Encoder models use only the encoder of a Transformer model. At each stage, the attention layers can access all the words in the initial sentence. These models are often characterized as having “bi-directional” attention, and are often called **auto-encoding** models.

### Key-words
* Bi-directional
* Self-attention

## When to use encoder models?
- Sequence classification, NER, question answering, masked language models
- Tasks that require understanding natural language (NLU)
- Examples of encoder models: BERT, DistilBERT, RoBERTa, AlBERT, ELECTRA etc.

---

# Decoder architectures
* Examples: GPT-2, GPT-3, CTRL, Transformer XL
* Decoder architectures can be used for all the tasks that we use an encoder models for, but decoder models generally have lower performance than encoder models for those tasks.
 * For example, we can pass the three words- "Welcome to India" to decoder architecture, and at the output, we will get a sequence of three feature vectors- each corresponding to a word in the input sequence.

### Key words
* Uni-directional
* Auto-regressive
* Masked self-attention + Cross-attention

## Decoder different from Encoder
* The primary difference between a decoder and encoder is the way attention mechanism is implemented.

* Encoders use self-attention. An encoder will input the entire sequence in one-go.
* Decoders perform masked-self attention and cross-attention. Masked self-attention means that the future-words are not available to the decoder. When calculating the vector for the word "to" in the sequence "Welcome to India" it will only see "Welcome", whereas "India" would be masked. Hence, for a decoder only the words appearing on the left are used to understand the context (not necessarily left, but it is restricted to one side of the word). This is unlike encoder architectures, where bi-directional context is used.

## When to use decoder models


*   Having access to only the left (or right) context, decoders are good at generating sequences. This is known as **causal language modelling**.



## Why are decoder models called autoregressive models?

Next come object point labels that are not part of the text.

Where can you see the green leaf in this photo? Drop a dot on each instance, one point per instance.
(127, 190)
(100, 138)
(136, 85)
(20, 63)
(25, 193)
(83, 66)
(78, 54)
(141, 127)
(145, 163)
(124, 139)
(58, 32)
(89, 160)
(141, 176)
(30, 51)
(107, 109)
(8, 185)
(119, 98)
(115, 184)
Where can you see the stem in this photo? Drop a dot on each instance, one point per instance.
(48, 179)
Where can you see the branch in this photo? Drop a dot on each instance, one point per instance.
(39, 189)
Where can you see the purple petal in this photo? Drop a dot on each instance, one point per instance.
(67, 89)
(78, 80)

Decoder models take only one input (previous output) at a time, and generate the next word in sequence. All words generated so far are added to the input sequence to generate the next word. Because past outputs are used in the next input step, these models are called as autoregressive.

My --> name
My name --> is
My name is --> Pratik

We can continue generating, till `<EOS>` is generated. Else, like encoder, decoders also have a maximum context length that they can generate by the design of the architecture. E.g. GPT-2 has a maximum context length of 1024 tokens. This means that GPT-2 could generate 1024 words while still retaining the context of the first word in the sequence.


----

# Sequence to Sequence Models (Encoder-Decoder models)
* Examples: T5, BART
* **Encoder** takes a sequence of words as inputs, casts them through the encoder, and retrieves a numerical representation for each word called feature vectors. This numerical representation holds the contextual meaning of all words appearing in sequence.
* **Decoder** takes the output of the encoder as input. Addition to the encoder output, we also provide the past decoder output sequence as input to the decoder. When there is no initial sequence to provide as an input to the decoder, we provice it a dummy value that indicates 'Start of Sequence'.

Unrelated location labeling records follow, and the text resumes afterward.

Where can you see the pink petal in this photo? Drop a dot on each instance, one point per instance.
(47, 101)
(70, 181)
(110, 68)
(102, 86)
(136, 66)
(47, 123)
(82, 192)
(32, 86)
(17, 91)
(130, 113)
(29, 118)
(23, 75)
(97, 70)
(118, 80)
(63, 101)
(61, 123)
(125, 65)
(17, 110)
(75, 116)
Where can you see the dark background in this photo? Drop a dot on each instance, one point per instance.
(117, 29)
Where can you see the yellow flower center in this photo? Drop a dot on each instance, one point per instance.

### Encoder and Decoder together
Encoder inputs a sequence as inputs, computes a prediction and outputs a numerical representation. Then, this (final) numerical representation is sent to the decoder. The encoder's job is done here.

The decoder, uses the numerical representation received from encoder along with its own sequence (intially, "start of sequence"), and "decodes" the sequence. The decoder decodes the sequence and outputs a word. The words that are generated by the decoder are fed-back to the input of the decoder in an autoregressive manner.